20 Apr How the Pandemic Has Set Us Back in the Fight Against Plastic
There is no doubt; the Coronavirus has done absolutely nothing to assist in our fight against plastic. As the pandemic hit and laws were put in place worldwide the global demand for single-use plastic shot through the roof. The problem with this surge in demand meant that the price war between recycled plastics and new plastics (made by the oil industry) intensified. A study done by S&P Global Platts (Commodity Market Specialist) revealed that recycled plastic costs around double per tonne than newly made plastic does.

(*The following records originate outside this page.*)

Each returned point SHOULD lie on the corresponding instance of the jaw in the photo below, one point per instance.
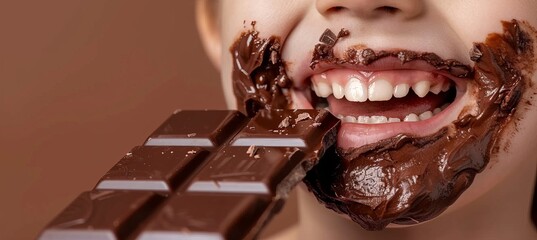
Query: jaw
(369, 122)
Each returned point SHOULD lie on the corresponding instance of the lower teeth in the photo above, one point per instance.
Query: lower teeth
(412, 117)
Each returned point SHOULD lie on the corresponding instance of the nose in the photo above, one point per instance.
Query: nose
(369, 9)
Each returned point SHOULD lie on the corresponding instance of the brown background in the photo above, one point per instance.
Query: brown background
(81, 83)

But why has there been such a dramatic drop in the price of new plastic; when the pandemic hit the entire world went into an economic slowdown, many economies are still operating at a fraction of what they once were before March 2020. This downturn in economic activity dropped the price of oil dramatically, and as all new plastic’s journey begins as a fossil fuel it meant that the cost of new plastic creation dropped too.
What further adds to this disastrous change of events is the timing; the world was finally getting on board with the idea of moving away from new and single-use plastics; with governments and new laws were being put into effect to curb the increasing plastic problem.
Plastic recycling companies are struggling globally, with businesses in Europe decreasing by 20%, 50% in Asia and 60% for some companies in the USA. These are the companies who are at the frontline of changing the way the world interacts with plastic, and now they are struggling to keep their doors open.
The prospect of plastic waste slowly strangling our planet and our seas is looking grim.
However, on January 1 this year (2021) the EU introduced a plastics tax of 800 Euro per metric tonne on plastic packaging that is not made from recycled plastic, and other governments around the world are following suit. In April 2020 Tito Mboweni increased the retail cost per plastic bag from 12c to 25c and added a reduced levy of 12.5 cents for all bio-based plastic bags, with a promise to look into key role-players in the single-use plastic industry.
The price tag now attached to virgin plastics in Europe is putting plastic recycling companies in a more favourable market position, as well as enforcing a new standardisation of recycled plastic products. This is putting pressure on Asian and American economies to follow suit, as we continue to fight the plastic pandemic as a globe.
As a consumer you can do your bit to fight plastic waste; buy reusable masks, shop all your essentials waste-free and avoid single-use in your daily habits.